With the MoU, the project with a total production capacity of 22 million tonnes per year will make Nigeria one of the largest exporters of LNG when the project comes on stream in 2011.

Group managing director of Nigerian National Petroleum Corporation (NNPC) and chairman of OKLNG Mr Funsho Kupolokun broke his leave of absence to sign on behalf of the sponsors of the project, NNPC, which owns 49,5 percent equity; Chevron OKLNG Holdings Limited. (18,5 percent); Shell Gas & Power Developments BV (18,5 percent); and BG International Limited. (13,5 percent).

Governor Olusegun Agagu of Ondo State signed for the host communities, Ogun and Ondo states.

Other stakeholders ‘ Olokola (OK) Free Trade Zone Company Limited and the Nigerian Export Processing Zones Authority ‘ were also represented.

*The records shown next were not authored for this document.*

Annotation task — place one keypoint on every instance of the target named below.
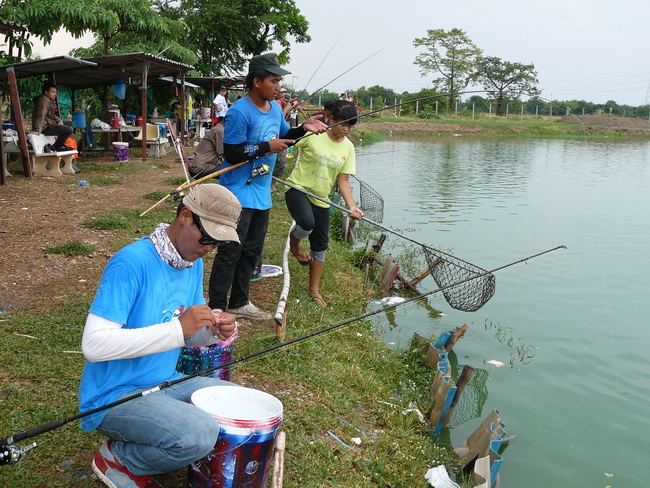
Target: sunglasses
(205, 239)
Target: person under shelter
(208, 156)
(46, 119)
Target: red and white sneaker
(114, 474)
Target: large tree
(451, 54)
(117, 24)
(226, 33)
(506, 80)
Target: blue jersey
(137, 289)
(245, 123)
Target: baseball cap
(217, 208)
(268, 62)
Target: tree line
(218, 37)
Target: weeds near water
(523, 353)
(74, 248)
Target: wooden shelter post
(184, 109)
(143, 131)
(18, 118)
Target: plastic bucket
(79, 119)
(248, 422)
(162, 129)
(199, 358)
(121, 151)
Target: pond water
(578, 407)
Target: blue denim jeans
(234, 264)
(162, 431)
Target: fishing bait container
(248, 422)
(199, 358)
(121, 151)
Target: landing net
(466, 287)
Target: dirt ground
(40, 213)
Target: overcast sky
(596, 50)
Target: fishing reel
(259, 171)
(12, 454)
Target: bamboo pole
(278, 459)
(18, 117)
(281, 312)
(185, 186)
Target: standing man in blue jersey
(255, 131)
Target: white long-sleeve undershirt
(106, 340)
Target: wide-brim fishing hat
(268, 62)
(217, 208)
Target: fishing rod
(10, 453)
(189, 184)
(346, 210)
(176, 192)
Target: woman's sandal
(318, 300)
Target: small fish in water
(390, 301)
(496, 363)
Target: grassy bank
(334, 382)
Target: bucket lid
(239, 406)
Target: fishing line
(345, 72)
(321, 63)
(12, 454)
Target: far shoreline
(596, 126)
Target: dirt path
(40, 213)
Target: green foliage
(227, 33)
(155, 195)
(118, 25)
(507, 80)
(74, 248)
(450, 53)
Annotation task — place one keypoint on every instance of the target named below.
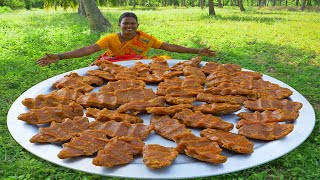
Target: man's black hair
(128, 14)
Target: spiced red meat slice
(85, 143)
(168, 127)
(124, 96)
(112, 86)
(102, 74)
(194, 73)
(61, 132)
(263, 131)
(168, 110)
(119, 151)
(156, 156)
(194, 62)
(48, 114)
(200, 148)
(270, 116)
(229, 140)
(114, 129)
(141, 106)
(80, 83)
(67, 93)
(217, 108)
(263, 104)
(200, 120)
(108, 115)
(211, 98)
(98, 99)
(42, 100)
(108, 66)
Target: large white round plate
(183, 166)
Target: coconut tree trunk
(220, 4)
(303, 6)
(241, 6)
(81, 10)
(211, 8)
(97, 21)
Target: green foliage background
(279, 43)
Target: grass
(279, 43)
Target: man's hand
(207, 52)
(48, 59)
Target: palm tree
(87, 8)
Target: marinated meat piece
(238, 77)
(200, 148)
(211, 67)
(158, 67)
(194, 74)
(200, 120)
(156, 156)
(228, 140)
(279, 93)
(92, 80)
(119, 151)
(171, 74)
(67, 93)
(98, 99)
(80, 83)
(270, 116)
(167, 127)
(172, 99)
(142, 69)
(151, 78)
(141, 106)
(171, 82)
(251, 83)
(218, 108)
(126, 75)
(194, 62)
(102, 74)
(124, 96)
(216, 78)
(61, 132)
(169, 110)
(263, 131)
(229, 91)
(42, 100)
(114, 128)
(179, 91)
(210, 98)
(271, 104)
(108, 115)
(108, 66)
(86, 143)
(49, 114)
(122, 84)
(72, 84)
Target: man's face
(128, 25)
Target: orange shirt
(139, 45)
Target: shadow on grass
(252, 18)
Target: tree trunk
(303, 6)
(81, 10)
(211, 8)
(97, 21)
(241, 5)
(201, 3)
(220, 4)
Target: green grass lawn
(281, 44)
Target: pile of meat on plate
(189, 94)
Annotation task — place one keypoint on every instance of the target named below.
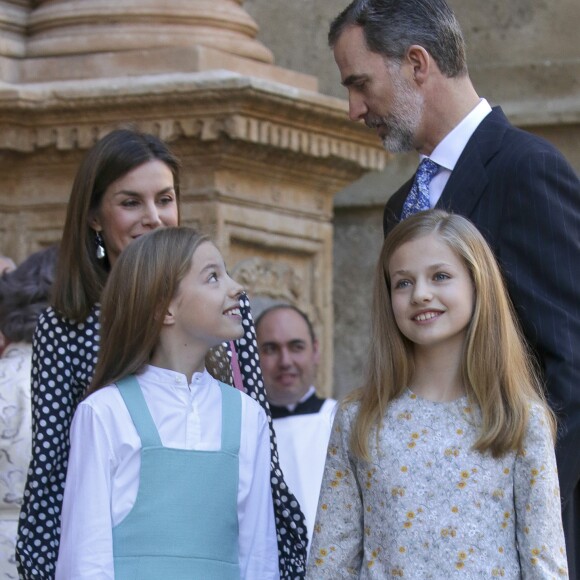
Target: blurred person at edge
(127, 185)
(24, 294)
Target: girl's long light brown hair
(497, 369)
(145, 278)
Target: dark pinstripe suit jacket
(525, 198)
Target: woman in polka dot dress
(127, 185)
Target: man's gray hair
(390, 27)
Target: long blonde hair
(497, 369)
(140, 287)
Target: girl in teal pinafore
(168, 474)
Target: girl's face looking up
(432, 293)
(140, 201)
(206, 309)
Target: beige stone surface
(270, 164)
(522, 54)
(261, 164)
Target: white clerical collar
(306, 396)
(452, 145)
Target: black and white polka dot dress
(64, 354)
(63, 361)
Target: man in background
(289, 357)
(403, 64)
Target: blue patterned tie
(418, 198)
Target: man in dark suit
(403, 63)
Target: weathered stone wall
(522, 54)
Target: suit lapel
(469, 178)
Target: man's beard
(400, 126)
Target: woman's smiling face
(140, 201)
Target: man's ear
(316, 351)
(420, 61)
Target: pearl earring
(100, 246)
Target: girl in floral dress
(442, 464)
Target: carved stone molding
(63, 27)
(275, 280)
(13, 21)
(208, 107)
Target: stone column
(261, 163)
(13, 21)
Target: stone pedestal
(261, 164)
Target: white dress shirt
(451, 147)
(302, 446)
(104, 465)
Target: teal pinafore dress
(184, 524)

Kupolokun explained that the signing was important for the project because it would enable them move forward with it within the FTZ.

“This is essential for the project because it provides a fiscal and regulatory framework as well as support facilities and services that will enable the project to be developed and implemented smoothly,” he said.

He explained that the project was part of a national policy of aggressively developing and monetising Nigeria’s abundant natural gas reserves, and to have a portfolio of natural gas and light sweet crude oil exports for a world demanding cleaner burning, low CO2 emission fuels, because of environmental pollution and global warming.

OKLNG is to combine forces with Brass LNG, Bonny LNG, which is already operational, and the Ecravos Gas-to-Liquids (EGTL) project to achieve these objectives, the NNPC chief stated.

According to Kupolokun, the agreement is a key expression of confidence in Nigeria as a place to do business.

“By 2012, when all the four OKLNG trains would be on stream,” he added, “Nigeria’s gas exports from all the LNG projects, the EGTL as well as the West African Gas, Pipeline (WAGP) project will exceed two million barrels of oil dayly.

“Nigeria needs a massive increase in its electricity generating capacity in order to meet the current shortfall in supply and to satisfy the future needs of a society striving to achieve a high GDP growth rate.

In view of this we are structuring all our upstream gas development programmes to cater for our domestic requirements, including the provision of gas for the new gas-fired power plants that will provide the additional electricity generation capacity that the country needs.

Gas supply to OKLNG and all our other existing and planned gas exports will fit into our overall gas development strategy of satisfying our domestic needs in a cost-effective manner.”

According the project manager, Funmi Coker, with the signing of the agreement, the next step would be to register the OKLNG Free Trade Zone Enterprise and commence construction of the project’s pioneer facilities immediately.

“We have achieved a great deal,” he remarked, “but the task ahead remains immense.

“We have to implement a complex, multi-billion-dollar LNG and natural gas liquids project and function in a desperately deprived area with no roads, no electricity and no pipe borne water.”

Studies for the development of the project began in 2005 following the signing of collaboration MoU among the sponsors.

The design of the OKLNG complex is for four LNG trains of 5,5 million tonnes yearly each and will produce substantial quantities of natural gas liquids as a by-product.

All the technical work on the project is billed for completion by the end of this year.

The governors of Ogun and Ondo States, Otunba Gbenga Daniels and Olusegun Agagu assured that they have put measures in place to ensure that peace reigns in the host communities. ‘ This Day.